Il muscolo inizia a sfruttarli dopo circa 10 giorni dalla prima assunzione e l’effetto si conclude una settimana dopo la sospensione. Sono stati condotti numerosi esperimenti che misero in mostra le proprietà lipolitiche del CLA: topi, polli e ratti furono sottoposti ad una dieta con il 5% di olio di grano più lo 0,5% di CLA e paragonati ad un gruppo di cavie con solo il 5% di olio di grano senza il CLA.

La sorpresa fu che i topi ridussero il grasso corporeo del 57%, i ratti del 23% ed i polli del 22%.

In un secondo tempo fu notato che i topi che mangiavano carne di manzo, ricca di CLA, avevano una marcata diminuzione del grasso corporeo.

I CLA riducono il colesterolo plasmatico e diminuiscono il rischio di ammalarsi di aterosclerosi. I CLA sono attualmente disponibili come integratore alimentare in capsule e vanno assunti in maniera frazionata durante la giornata, per una quantità di 3-4gr/die, per un adulto del peso di 75Kg circa.

Facciamo ora un breve accenno ai due farmaci citati in precedenza: Efedrina e Aspirina.

In uno studio pubblicato su INTERNATIONAL JOURNAL OF OBESITY, i ricercatori hanno scoperto che l’efedrina favorisce la perdita di grasso negli obesi. In un altro studio è stato analizzato il cocktail caffeina (150mg) + efedrina (30mg) + aspirina (330mg) in doppio controllo per 26 mesi, evidenziando una marcata riduzione del grasso corporeo: l’uso è stato relativamente ben tollerato, la pressione arteriosa non è aumentata, la glicemia nemmeno, si sono invece registrati tremori distali e stipsi.

Tuttavia su JOURNAL OF NEUROLOGY sono stati riportati casi di ictus da abuso di efedrina.

L’efficacia reale del cocktail sta nella triplice azione: aumento della temperatura corporea, sintesi delle catecolamine e blocco della sintesi delle prostaglandine.

Tradotto in termini semplici ciò significa che le tre molecole tolgono il grasso dal tessuto adiposo e consentono al muscolo di utilizzarlo come fonte energetica. Il numero degli effetti collaterali a cui  espone l’abuso di efedrina ha fatto si che tale composto non possa essere assunto liberamente in Italia.

Tra le erbe conosciute, tuttavia, esistono delle varianti che hanno dei principi attivi simili al suddetto MIX, come il già citato guaranà. Queste erbe inducono la riduzione del grasso corporeo, stimolando il sistema nervoso adrenergico. Tuttavia sia che si usi caffeina – efedrina – aspirina, che guaranà, dopo un po’ il nostro organismo tende ad adattarsi mediante un processo detto “down-regulation”: praticamente ci si assuefa e per ottenere la precedente risposta dobbiamo aumentare le dosi del composto.

Questo processo avviene perché  il sistema adrenergico agisce su particolari strutture dette “recettori”. Quando uno stimolo è eccessivo e prolungato, il nostro organismo smette di produrre recettori. Tali recettori adrenergici si dividono in due classi: alfa e beta.

I beta provocano una dilatazione dei vasi della pelle e del muscolo e sono lipolitici, cioè bruciano i grassi. Gli alfa sono vasocostrittori e bloccano la lipolisi.
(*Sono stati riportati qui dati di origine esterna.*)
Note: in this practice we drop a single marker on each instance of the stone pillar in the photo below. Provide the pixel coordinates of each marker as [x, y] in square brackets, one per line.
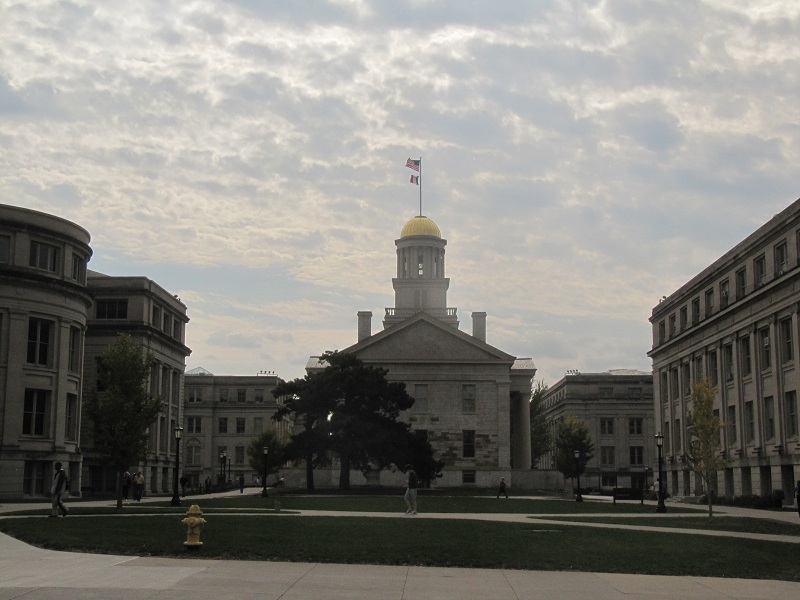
[364, 325]
[479, 325]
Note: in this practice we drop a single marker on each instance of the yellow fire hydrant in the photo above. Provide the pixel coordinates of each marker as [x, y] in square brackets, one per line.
[194, 525]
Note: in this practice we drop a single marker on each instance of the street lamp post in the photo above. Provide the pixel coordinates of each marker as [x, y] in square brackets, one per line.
[176, 500]
[660, 445]
[264, 492]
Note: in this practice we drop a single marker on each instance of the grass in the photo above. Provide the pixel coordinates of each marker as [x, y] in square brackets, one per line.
[719, 523]
[418, 541]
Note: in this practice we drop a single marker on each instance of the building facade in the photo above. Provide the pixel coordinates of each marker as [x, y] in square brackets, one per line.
[736, 323]
[222, 415]
[156, 320]
[617, 408]
[472, 399]
[44, 303]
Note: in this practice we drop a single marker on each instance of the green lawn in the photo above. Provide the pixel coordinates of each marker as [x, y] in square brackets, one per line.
[417, 541]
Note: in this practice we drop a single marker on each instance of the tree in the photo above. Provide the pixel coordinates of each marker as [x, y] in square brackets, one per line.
[309, 401]
[122, 409]
[350, 411]
[703, 425]
[572, 434]
[275, 452]
[540, 431]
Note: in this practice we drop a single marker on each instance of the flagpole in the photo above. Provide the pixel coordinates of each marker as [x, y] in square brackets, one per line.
[420, 186]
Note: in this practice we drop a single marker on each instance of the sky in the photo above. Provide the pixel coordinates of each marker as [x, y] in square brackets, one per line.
[581, 158]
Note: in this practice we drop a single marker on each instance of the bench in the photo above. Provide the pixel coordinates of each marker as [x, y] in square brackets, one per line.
[628, 494]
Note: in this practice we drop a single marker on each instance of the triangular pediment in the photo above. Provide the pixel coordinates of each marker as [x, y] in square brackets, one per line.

La Yohimbina (principio attivo dello Yohimbee) è un’alfa-antagonista, cioè blocca i recettori alfa, per cui rende una maggior quota di catecolamine disponibili a legare i recettori beta, che sono responsabili della lipolisi.
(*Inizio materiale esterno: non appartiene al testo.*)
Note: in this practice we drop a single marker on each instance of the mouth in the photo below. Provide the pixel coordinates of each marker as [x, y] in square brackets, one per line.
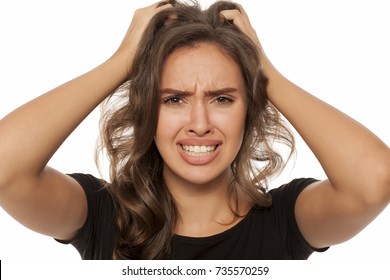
[199, 151]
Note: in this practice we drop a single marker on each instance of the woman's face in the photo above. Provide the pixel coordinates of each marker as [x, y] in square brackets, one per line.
[201, 115]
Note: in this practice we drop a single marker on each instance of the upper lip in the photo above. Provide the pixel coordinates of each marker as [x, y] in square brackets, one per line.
[198, 142]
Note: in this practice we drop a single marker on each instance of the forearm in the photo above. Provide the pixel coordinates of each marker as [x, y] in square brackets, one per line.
[31, 134]
[352, 157]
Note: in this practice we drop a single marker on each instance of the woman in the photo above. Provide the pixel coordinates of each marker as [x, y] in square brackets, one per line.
[187, 172]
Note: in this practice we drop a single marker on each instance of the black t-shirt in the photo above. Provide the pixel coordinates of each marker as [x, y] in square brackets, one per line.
[270, 233]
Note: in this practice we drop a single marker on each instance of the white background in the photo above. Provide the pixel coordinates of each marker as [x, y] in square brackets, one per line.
[337, 50]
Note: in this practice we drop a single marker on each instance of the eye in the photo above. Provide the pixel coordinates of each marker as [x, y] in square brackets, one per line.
[172, 100]
[223, 99]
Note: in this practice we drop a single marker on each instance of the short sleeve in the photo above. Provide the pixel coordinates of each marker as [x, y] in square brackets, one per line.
[285, 198]
[96, 238]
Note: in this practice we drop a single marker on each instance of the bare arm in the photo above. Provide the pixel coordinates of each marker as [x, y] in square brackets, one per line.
[357, 163]
[39, 197]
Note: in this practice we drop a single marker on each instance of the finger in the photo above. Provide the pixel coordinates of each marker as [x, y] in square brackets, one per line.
[234, 16]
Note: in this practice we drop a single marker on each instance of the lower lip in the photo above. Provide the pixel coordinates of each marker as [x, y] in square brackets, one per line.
[199, 160]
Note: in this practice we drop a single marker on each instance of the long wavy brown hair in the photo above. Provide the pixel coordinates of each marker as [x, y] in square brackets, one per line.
[146, 212]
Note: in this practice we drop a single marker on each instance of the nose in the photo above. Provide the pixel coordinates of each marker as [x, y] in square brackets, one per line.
[199, 122]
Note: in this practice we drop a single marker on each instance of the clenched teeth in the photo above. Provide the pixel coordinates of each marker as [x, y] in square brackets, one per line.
[198, 150]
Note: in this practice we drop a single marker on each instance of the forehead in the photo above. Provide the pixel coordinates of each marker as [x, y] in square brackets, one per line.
[203, 63]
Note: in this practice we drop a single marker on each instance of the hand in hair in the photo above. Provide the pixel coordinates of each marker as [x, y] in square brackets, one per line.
[140, 21]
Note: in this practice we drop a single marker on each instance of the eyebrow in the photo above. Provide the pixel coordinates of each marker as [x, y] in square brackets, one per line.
[209, 93]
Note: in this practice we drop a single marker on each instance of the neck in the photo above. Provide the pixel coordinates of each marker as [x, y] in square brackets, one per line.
[206, 209]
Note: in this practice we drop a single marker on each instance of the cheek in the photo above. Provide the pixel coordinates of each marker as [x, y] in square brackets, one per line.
[168, 124]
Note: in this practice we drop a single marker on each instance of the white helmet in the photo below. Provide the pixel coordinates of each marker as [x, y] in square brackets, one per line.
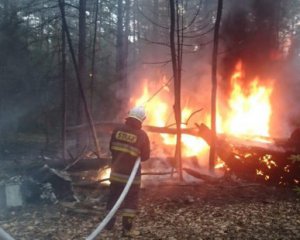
[138, 113]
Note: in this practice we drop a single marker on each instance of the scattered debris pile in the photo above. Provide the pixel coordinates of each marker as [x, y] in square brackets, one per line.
[277, 163]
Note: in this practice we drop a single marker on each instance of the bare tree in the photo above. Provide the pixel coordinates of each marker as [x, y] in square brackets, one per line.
[176, 66]
[212, 153]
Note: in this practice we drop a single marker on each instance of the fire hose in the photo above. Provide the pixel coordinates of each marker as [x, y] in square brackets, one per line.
[4, 235]
[112, 212]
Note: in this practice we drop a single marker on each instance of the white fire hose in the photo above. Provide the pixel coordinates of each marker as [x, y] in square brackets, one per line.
[112, 212]
[4, 235]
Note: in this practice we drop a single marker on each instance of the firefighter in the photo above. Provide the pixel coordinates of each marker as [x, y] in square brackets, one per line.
[127, 143]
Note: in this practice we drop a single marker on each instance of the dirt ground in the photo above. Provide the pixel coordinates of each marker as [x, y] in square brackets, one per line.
[170, 210]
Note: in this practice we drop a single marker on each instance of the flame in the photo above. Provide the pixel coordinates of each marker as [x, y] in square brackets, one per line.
[249, 108]
[248, 112]
[103, 175]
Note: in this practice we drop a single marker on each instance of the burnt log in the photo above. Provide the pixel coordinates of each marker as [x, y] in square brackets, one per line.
[107, 127]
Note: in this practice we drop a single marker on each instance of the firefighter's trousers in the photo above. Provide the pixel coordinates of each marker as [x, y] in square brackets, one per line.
[129, 206]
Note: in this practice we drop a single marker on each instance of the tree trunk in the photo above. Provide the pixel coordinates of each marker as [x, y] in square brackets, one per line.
[176, 74]
[81, 89]
[64, 85]
[120, 42]
[92, 73]
[82, 138]
[212, 153]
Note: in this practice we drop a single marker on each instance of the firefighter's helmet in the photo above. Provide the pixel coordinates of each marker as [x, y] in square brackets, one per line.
[138, 113]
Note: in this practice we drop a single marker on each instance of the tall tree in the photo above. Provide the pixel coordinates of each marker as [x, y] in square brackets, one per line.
[176, 66]
[212, 153]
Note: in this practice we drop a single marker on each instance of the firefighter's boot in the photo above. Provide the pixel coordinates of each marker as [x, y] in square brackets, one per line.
[128, 231]
[110, 225]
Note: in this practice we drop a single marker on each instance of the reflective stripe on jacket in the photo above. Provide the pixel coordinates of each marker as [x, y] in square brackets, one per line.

A questo punto entra in gioco il meccanismo della “up-regulation”, cioè l’organismo cerca di produrre più recettori alfa, ma se assumiamo contemporaneamente un composto che provochi “down-regulation” generica dei recettori adrenergici, come il guaranà, avremmo sempre in proporzione più recettori beta disponibili rispetto agli alfa bloccati dalla Yohimbina, che così attuerà indirettamente la sua funzione vasodilatatrice e lipolitica, favorendo l’afflusso di sangue in quelle zone che hanno appunto qualche problema di circolazione e grasso di deposito localizzato (vedi fianchi e cosce della donna).

Ma questo effetto vasodilatatore della Yohimbina non è alla base del suo uso, forse ancora più conosciuto per la cura dell’impotenza? Ma questa è un’altra storia. Viagra permettendo!